6. ELIMINATE CORPORATE TAXES
Corporations themselves exist only as legalities. They don’t pay taxes or pay for anything else. They are dollar-tranferring machines. They transfer dollars from customers to employees, suppliers, shareholders and the government (the later having no use for those dollars).
Any tax on corporations reduces the amount going to employees, suppliers and shareholders, which diminishes the economy. Ultimately, all corporate taxes come around and reappear as deductions from your personal income.

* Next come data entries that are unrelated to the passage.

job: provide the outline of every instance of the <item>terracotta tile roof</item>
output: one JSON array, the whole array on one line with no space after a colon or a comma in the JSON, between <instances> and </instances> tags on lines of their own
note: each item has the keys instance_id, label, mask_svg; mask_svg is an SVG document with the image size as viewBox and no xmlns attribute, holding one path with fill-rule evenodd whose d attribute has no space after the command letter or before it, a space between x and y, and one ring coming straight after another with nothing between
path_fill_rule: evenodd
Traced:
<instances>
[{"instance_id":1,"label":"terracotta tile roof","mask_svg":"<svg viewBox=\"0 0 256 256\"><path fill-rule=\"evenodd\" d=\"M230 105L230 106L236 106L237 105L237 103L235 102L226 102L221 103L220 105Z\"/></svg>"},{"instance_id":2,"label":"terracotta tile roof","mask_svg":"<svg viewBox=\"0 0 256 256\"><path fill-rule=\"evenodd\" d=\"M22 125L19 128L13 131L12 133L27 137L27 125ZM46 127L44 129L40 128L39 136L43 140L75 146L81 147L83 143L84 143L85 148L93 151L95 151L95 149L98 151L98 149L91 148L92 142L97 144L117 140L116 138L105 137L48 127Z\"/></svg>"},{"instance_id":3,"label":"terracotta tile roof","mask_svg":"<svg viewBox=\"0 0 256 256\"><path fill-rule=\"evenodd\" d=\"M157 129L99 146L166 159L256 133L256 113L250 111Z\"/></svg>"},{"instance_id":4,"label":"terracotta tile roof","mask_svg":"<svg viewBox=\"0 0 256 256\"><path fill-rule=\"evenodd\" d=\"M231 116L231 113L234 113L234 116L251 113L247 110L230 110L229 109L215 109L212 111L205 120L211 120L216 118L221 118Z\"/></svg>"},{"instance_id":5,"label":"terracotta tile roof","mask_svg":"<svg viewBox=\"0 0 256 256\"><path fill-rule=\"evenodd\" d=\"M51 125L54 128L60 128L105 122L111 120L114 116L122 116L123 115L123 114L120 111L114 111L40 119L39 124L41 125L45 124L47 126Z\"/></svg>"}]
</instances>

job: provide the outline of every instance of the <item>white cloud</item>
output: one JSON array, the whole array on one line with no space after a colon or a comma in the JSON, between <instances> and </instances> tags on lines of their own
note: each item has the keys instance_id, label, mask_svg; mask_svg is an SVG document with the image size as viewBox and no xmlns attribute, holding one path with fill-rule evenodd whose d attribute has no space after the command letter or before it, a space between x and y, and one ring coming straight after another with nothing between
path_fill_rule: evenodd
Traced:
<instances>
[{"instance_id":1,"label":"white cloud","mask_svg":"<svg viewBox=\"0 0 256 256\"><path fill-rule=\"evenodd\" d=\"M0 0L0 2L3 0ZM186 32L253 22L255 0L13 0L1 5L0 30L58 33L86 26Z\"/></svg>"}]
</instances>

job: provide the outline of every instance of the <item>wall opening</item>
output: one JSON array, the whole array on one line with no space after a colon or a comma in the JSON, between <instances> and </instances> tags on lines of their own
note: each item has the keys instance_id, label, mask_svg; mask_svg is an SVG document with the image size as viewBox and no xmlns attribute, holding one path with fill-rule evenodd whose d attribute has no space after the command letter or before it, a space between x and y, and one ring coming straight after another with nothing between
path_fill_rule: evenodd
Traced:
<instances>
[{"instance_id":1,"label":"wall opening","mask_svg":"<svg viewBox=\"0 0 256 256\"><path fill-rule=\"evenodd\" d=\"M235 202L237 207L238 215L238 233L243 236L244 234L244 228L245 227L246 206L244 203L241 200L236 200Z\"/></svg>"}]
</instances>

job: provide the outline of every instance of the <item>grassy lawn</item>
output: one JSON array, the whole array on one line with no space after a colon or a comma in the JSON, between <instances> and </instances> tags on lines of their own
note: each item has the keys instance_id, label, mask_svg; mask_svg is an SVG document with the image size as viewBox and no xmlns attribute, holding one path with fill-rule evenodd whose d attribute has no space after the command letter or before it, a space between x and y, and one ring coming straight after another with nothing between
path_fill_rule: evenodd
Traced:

7. INCREASE THE STANDARD INCOME TAX DEDUCTION, ANNUALLY. (Refer to this.) Federal taxes punish taxpayers and harm the economy. The federal government has no need for those punishing and harmful tax dollars. There are several ways to reduce taxes, and we should evaluate and choose the most progressive approaches.
Cutting FICA and corporate taxes would be an good early step, as both dramatically affect the 99%. Annual increases in the standard income tax deduction, and a reverse income tax also would provide benefits from the bottom up. Both would narrow the Gap.
8. TAX THE VERY RICH (THE “.1%) MORE, WITH HIGHER PROGRESSIVE TAX RATES ON ALL FORMS OF INCOME. (TROPHIC CASCADE)
There was a time when I argued against increasing anyone’s federal taxes. After all, the federal government has no need for tax dollars, and all taxes reduce Gross Domestic Product, thereby negatively affecting the entire economy, including the 99.9%.
But I have come to realize that narrowing the Gap requires trimming the top. It simply would not be possible to provide the 99.9% with enough benefits to narrow the Gap in any meaningful way. Bill Gates reportedly owns $70 billion. To get to that level, he must have been earning $10 billion a year. Pick any acceptable Gap (1000 to 1?), and the lowest paid American would have to receive $10 million a year. Unreasonable.
9. FEDERAL OWNERSHIP OF ALL BANKS (Click The end of private banking and How should America decide “who-gets-money”?)
Banks have created all the dollars that exist. Even dollars created at the direction of the federal government, actually come into being when banks increase the numbers in checking accounts. This gives the banks enormous financial power, and as we all know, power corrupts — especially when multiplied by a profit motive.
Although the federal government also is powerful and corrupted, it does not suffer from a profit motive, the world’s most corrupting influence.
10. INCREASE FEDERAL SPENDING ON THE MYRIAD INITIATIVES THAT BENEFIT AMERICA’S 99.9% (Federal agencies)Browse the agencies. See how many agencies benefit the lower- and middle-income/wealth/ power groups, by adding dollars to the economy and/or by actions more beneficial to the 99.9% than to the .1%.
Save this reference as your primer to current economics. Sadly, much of the material is not being taught in American schools, which is all the more reason for you to use it.
The Ten Steps will grow the economy, and narrow the income/wealth/power Gap between the rich and you.